Em um novo editorial no Journal of Clinical Endocrinology & Metabolism, publicado pela The Endocrine Society, os autores afirmam:

” Em nossas vidas profissionais, não testemunhamos uma crise de saúde dessa magnitude e gravidade. Como comprovamos isso (30 de março de 2020), o COVID-19, causado pelo vírus SARS-CoV-2 e classificado como pandemia global pela Organização Mundial da Saúde, está varrendo o mundo todo - mais de 730.000 casos e 35.000 mortes, com casos relatados em mais de 190 países. Esses números aumentarão substancialmente nas próximas semanas e meses.

Todos estaremos no meio de planos nacionais e locais de gerenciamento de crises que, de maneira compreensível, impactarão nossa prática rotineira ao priorizarmos os cuidados agudos aos mais vulneráveis. Além disso, achamos oportuno destacar algumas áreas em que nossa contribuição específica da disciplina pode causar um grande impacto.


Também fizeram considerações sobre o uso de corticoides e sobre as pesquisas sobre o mecanismo de infecção usado pelo vírus SARS-CoV-2.


Os glicocorticoides são uma classe de medicamentos usados para tratar uma variedade de condições inflamatórias e administrados por várias vias diferentes, incluindo comprimidos, cremes tópicos e medicamentos inalados. Os pacientes que tomam esses medicamentos podem ser mais suscetíveis ao COVID-19 como resultado da supressão do sistema imunológico. Eles também podem experimentar doenças mais graves uma vez infectadas, porque esses medicamentos suprimem sua própria resposta esteroide à infecção. A terapia suplementar injetável de glicocorticoide nesse cenário pode reverter o risco de insuficiência adrenal potencialmente fatal e deve ser considerada em todos os casos.

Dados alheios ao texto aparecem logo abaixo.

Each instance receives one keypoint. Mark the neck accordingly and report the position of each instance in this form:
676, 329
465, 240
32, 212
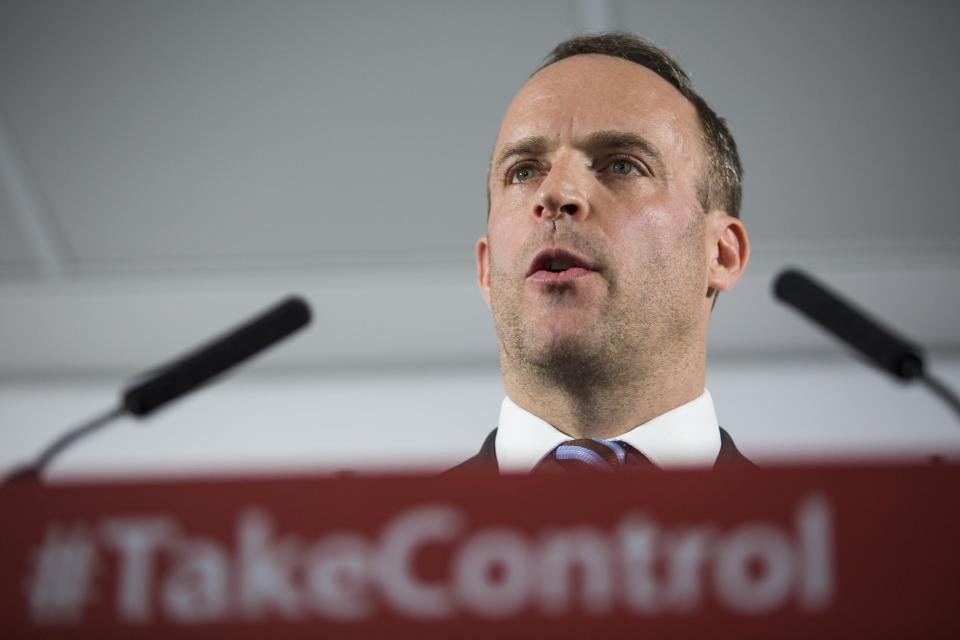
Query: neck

Indivíduos com insuficiência adrenal primária conhecida, também conhecida como doença de Addison, e insuficiência adrenal secundária que ocorre no hipopituitarismo também devem tomar precauções extras. Se os pacientes desenvolverem sintomas como tosse contínua seca e febre, devem dobrar imediatamente a dose oral de glicocorticoide e continuar a fazê-lo até que a febre diminua. Eles também exigirão terapia com glicocorticoides injetáveis, caso sua condição piore.


Entre os indivíduos com diabetes que contraem COVID-19, a gravidade da doença parece ser pior do que nos indivíduos que não têm diabetes, segundo os autores. Pesquisa publicada na província de Wuhan, na China, descobriu que aqueles com diabetes e pressão alta estavam super-representados entre pacientes gravemente doentes e aqueles que morreram.


Os cientistas já ajudaram a descobrir como o vírus responsável pelo COVID-19 entra nas células e se espalha de um indivíduo para outro. Alguns já fizeram observações preliminares sobre as interações do vírus com o sistema endócrino.